Gerechtshof 's-Hertogenbosch

Datum uitspraak
10 februari 2004
Publicatiedatum
4 april 2013
Zaaknummer
C0200680-RO
Instantie
Gerechtshof 's-Hertogenbosch
Type
Uitspraak
Rechtsgebied
Civiel recht
Procedures
  • Hoger beroep
Rechters
  • M. van Etten
  • A. Venhuizen
  • J. den Hartog Jager
Vindplaatsen
  • Rechtspraak.nl
AI samenvatting door LexboostAutomatisch gegenereerd

Hoger beroep inzake huurovereenkomst tussen [appellante] en Stichting De Peyer Zaal

In deze zaak gaat het om een hoger beroep dat is ingesteld door [appellante] tegen een vonnis van de kantonrechter te Roermond.
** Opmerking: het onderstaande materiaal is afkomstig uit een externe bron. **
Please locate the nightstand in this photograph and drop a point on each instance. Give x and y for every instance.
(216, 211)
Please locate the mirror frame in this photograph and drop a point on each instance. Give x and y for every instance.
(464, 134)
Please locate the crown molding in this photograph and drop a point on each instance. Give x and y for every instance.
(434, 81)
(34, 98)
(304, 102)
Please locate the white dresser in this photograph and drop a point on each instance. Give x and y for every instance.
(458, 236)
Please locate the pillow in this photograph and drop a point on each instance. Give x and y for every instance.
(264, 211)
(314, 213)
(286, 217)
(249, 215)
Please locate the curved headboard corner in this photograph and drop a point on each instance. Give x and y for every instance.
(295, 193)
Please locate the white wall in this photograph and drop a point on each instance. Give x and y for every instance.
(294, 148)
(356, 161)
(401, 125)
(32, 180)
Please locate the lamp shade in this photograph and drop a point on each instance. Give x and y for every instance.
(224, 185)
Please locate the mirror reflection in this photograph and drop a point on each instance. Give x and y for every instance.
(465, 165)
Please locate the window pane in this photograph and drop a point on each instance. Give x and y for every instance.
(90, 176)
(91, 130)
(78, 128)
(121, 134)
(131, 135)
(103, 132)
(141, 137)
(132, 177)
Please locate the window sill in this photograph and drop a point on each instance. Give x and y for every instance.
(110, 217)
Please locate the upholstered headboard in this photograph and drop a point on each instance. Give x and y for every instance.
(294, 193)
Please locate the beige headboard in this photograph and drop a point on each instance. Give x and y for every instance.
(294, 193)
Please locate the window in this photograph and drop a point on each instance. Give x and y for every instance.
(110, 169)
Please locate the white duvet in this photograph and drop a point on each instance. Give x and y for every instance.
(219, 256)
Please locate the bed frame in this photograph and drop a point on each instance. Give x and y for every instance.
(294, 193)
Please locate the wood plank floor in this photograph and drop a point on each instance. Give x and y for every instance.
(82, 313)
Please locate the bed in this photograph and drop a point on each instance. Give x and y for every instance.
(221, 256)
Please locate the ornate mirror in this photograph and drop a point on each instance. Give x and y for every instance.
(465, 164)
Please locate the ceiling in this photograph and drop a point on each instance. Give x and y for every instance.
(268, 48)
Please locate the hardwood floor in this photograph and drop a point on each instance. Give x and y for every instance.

De kern van het geschil betreft de huurovereenkomst tussen [appellante] en de Stichting De Peyer Zaal, waarbij [appellante] een horeca-bedrijfsruimte en een bovenwoning huurde. De Peyer Zaal heeft de huurovereenkomst voor de bedrijfsruimte opgezegd, waarna [appellante] de huur van de bovenwoning heeft opgezegd. De kantonrechter heeft in een eerder vonnis geoordeeld dat de huur van de bovenwoning niet afzonderlijk kon worden beëindigd zonder ook de huur van de bedrijfsruimte te beëindigen. Dit oordeel is door de rechtbank bekrachtigd.

In het hoger beroep heeft [appellante] zeven grieven aangevoerd, waarbij zij onder andere betoogt dat de kantonrechter ten onrechte heeft geoordeeld dat de opzegging van de huur van de bovenwoning in strijd met de redelijkheid was. Het hof heeft de grieven van [appellante] verworpen en bevestigd dat de opzegging van de huur van de bovenwoning niet rechtsgeldig was, omdat deze niet gelijktijdig met de huur van de bedrijfsruimte kon plaatsvinden. Het hof heeft ook geoordeeld dat de kantonrechter terecht de vordering tot betaling van huurpenningen heeft toegewezen over de periode van 15 oktober 1998 tot 1 mei 2001.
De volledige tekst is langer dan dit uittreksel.